Close-up of spot shrimp at the 2014 annual Spot Prawn Festival in Vancouver.

auroraisky / Getty Images / iStockphoto

What are spot shrimp?

Although often referred to as spot shrimp, it’s a type of shrimp – although the difference is minimal and technical and matters little when it comes to how you buy, cook, or eat them. They get their name from the white spots on their tails, but they also have distinctive white stripes along the head. The rest of the bowl is generally a bright red. While they can get up to four inches tall, most you find in stores aren’t quite that big – though they’re always buttery flavored. You can use them anywhere you use a different type of shrimp in a recipe, but you can also replace them with lobster or eat them like a fresh lobster or crab: barely cooked and unadorned for easy access to the taste get the big one nearby.

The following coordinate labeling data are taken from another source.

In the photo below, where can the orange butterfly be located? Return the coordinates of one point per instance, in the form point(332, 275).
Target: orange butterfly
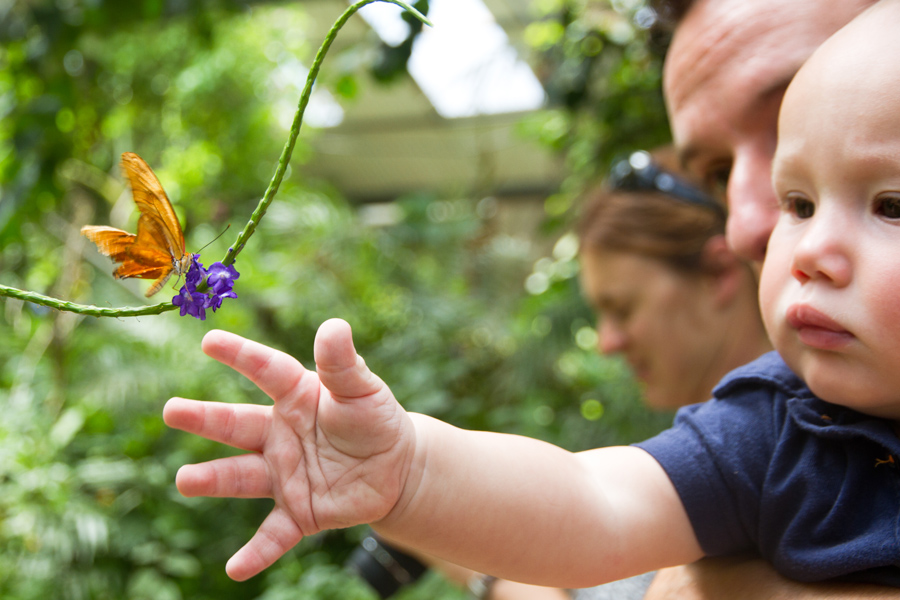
point(158, 248)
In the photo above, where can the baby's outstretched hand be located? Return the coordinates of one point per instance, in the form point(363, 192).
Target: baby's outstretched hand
point(334, 450)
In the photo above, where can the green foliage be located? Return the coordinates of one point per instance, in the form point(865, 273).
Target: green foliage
point(88, 507)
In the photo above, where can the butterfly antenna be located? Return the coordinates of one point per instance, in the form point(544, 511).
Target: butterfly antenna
point(215, 238)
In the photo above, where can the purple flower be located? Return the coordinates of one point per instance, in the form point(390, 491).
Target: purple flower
point(195, 273)
point(191, 302)
point(219, 279)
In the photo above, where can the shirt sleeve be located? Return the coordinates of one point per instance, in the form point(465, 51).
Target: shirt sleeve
point(716, 455)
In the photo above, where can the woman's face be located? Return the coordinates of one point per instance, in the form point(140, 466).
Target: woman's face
point(658, 319)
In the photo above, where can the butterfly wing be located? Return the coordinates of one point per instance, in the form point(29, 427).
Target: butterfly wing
point(158, 247)
point(153, 203)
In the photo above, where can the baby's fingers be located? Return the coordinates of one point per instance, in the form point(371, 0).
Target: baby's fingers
point(242, 476)
point(277, 534)
point(276, 373)
point(240, 425)
point(340, 369)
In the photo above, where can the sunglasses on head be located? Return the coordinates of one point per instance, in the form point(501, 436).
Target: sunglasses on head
point(638, 172)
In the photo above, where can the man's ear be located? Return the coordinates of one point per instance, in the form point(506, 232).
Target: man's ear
point(724, 269)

Spot shrimp for sale in Vancouver, BC.

Spot shrimp for sale in Vancouver, BC.

auroraisky / Getty Images / iStockphoto

When and where can you buy shrimp in the store?

The shrimp season varies from state to state and region to region, resulting in longer availability depending on whether they are local from California or Alaska. The cute sea creatures fill the seafood tanks and swim around until the second comes to choose them. While you can find frozen shrimp in freezers year round, one of the great joys of eating them is their ephemeral freshness. Frozen spotted prawns are almost always headless, as spotted prawns deteriorate immediately after they die – you see black between the head and body and it destroys the precious meat.

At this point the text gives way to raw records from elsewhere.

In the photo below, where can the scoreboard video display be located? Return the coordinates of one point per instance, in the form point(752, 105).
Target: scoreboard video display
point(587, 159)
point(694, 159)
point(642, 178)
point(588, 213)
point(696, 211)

But forget about the frozen ones – the reason to wait until shrimp season is to buy them fresh from the tank, keep going and still swim around. Most fish markets and Asian markets in the area keep a live tank full of them and fish them out and pack them up for you. Preseason prices range from $ 18 to $ 30 a pound, though most years drop later in the season. It is significantly more than you would pay for many other shrimp, but you are paying for the quality, sustainability and humane treatment of the people who bring them to you. The great taste also makes it worth buying just a few prawns as part of a meal – two prawns on their own are great as a starter, and you can get as much flavor for a broth from one broth as you would get from one sack fully farmed prawns.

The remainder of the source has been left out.